There are a lot of problems with this from the business angle:
(1) An engineer getting paid 120k doesn't "cost" 120k, probably >150k with federal taxes, health insurance, benefits, and so on. Not including the cost to recruit, interview, and train said person.
(2) I don't know of many 1,000 person companies that would trust a new grad software engineer with no experience to manage critical infrastructure.
(3) You need N engineers to manage said service, because what happens when your one engineer gets sick, takes PTO, or quits for some reason? You also need a manager for said engineer(s).
(4) You now need to secure an internal service you never did before, so expect to have to hire external security consultants or re-allocate security engineers, since it's high risk.
(5) Github is FedRAMP compliant, SOC1 and SOC2 compliant and GDPR compliant. If you or your customers need any of those things, expect to hire external auditors on a recurring basis to validate your home-grown solution meets those requirements.

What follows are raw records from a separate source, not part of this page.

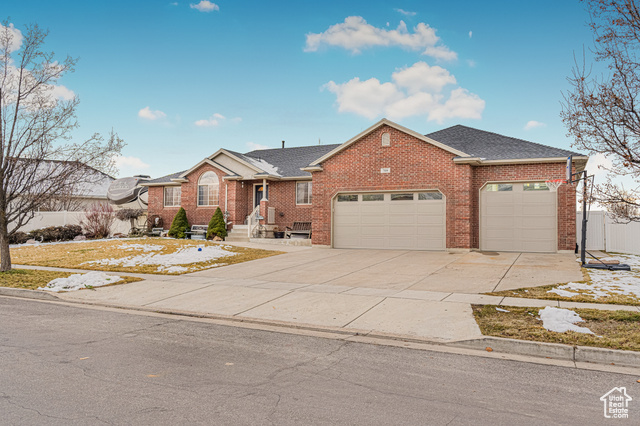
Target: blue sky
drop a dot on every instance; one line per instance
(179, 80)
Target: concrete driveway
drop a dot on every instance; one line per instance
(402, 293)
(395, 270)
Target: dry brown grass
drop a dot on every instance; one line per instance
(582, 296)
(32, 279)
(76, 255)
(619, 329)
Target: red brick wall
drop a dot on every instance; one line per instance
(282, 196)
(534, 172)
(414, 165)
(197, 215)
(418, 165)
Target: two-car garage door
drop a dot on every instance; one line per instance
(402, 220)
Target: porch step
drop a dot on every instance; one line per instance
(236, 239)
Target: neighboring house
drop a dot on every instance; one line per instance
(391, 188)
(69, 208)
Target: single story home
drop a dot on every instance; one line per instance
(390, 188)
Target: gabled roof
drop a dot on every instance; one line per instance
(288, 161)
(492, 146)
(389, 123)
(162, 180)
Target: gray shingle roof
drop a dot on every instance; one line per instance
(288, 161)
(167, 178)
(492, 146)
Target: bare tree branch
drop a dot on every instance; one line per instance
(601, 112)
(40, 166)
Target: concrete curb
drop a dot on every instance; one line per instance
(553, 350)
(27, 294)
(559, 351)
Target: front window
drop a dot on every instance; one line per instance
(172, 196)
(303, 192)
(208, 188)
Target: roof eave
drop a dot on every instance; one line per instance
(396, 126)
(311, 169)
(483, 162)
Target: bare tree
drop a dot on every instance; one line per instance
(39, 163)
(602, 112)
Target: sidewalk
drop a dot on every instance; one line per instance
(437, 316)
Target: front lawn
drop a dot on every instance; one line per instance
(598, 286)
(141, 255)
(612, 329)
(32, 279)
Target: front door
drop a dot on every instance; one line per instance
(258, 194)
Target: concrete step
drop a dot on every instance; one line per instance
(233, 239)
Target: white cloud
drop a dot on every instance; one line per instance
(461, 104)
(533, 125)
(14, 34)
(355, 34)
(256, 146)
(367, 98)
(205, 6)
(62, 92)
(132, 164)
(406, 12)
(599, 165)
(421, 77)
(148, 114)
(216, 120)
(415, 91)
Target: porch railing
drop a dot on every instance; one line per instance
(253, 221)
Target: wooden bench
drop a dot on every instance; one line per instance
(198, 232)
(155, 232)
(299, 228)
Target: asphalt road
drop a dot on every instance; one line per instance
(73, 365)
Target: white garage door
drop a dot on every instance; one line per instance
(401, 220)
(518, 217)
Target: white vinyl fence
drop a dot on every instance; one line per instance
(606, 235)
(45, 219)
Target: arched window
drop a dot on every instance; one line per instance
(208, 189)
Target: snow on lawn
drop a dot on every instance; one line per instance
(561, 320)
(175, 262)
(78, 281)
(606, 283)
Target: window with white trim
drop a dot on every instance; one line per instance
(172, 196)
(303, 192)
(208, 189)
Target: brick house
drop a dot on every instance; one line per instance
(391, 188)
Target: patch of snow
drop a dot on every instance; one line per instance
(186, 255)
(562, 320)
(263, 165)
(172, 269)
(606, 283)
(79, 281)
(143, 247)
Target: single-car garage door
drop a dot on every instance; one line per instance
(518, 217)
(398, 220)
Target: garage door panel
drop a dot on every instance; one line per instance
(372, 220)
(386, 224)
(518, 221)
(431, 220)
(367, 231)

I hate to make these points because I'm a big believer in the scrappy startup mentality, but if you want to do things right, in the context of a large enterprise that is accountable to a lot of people, expect a project like this to cost $1MM per year minimum, and it probably won't reach parity with a cloud offering in terms of reliability, multi-region performance, proper backups, and so on. This is why Github can charge ~$200 per user (Or $200k per year for 1,000 seats) and still come away looking like a bargain.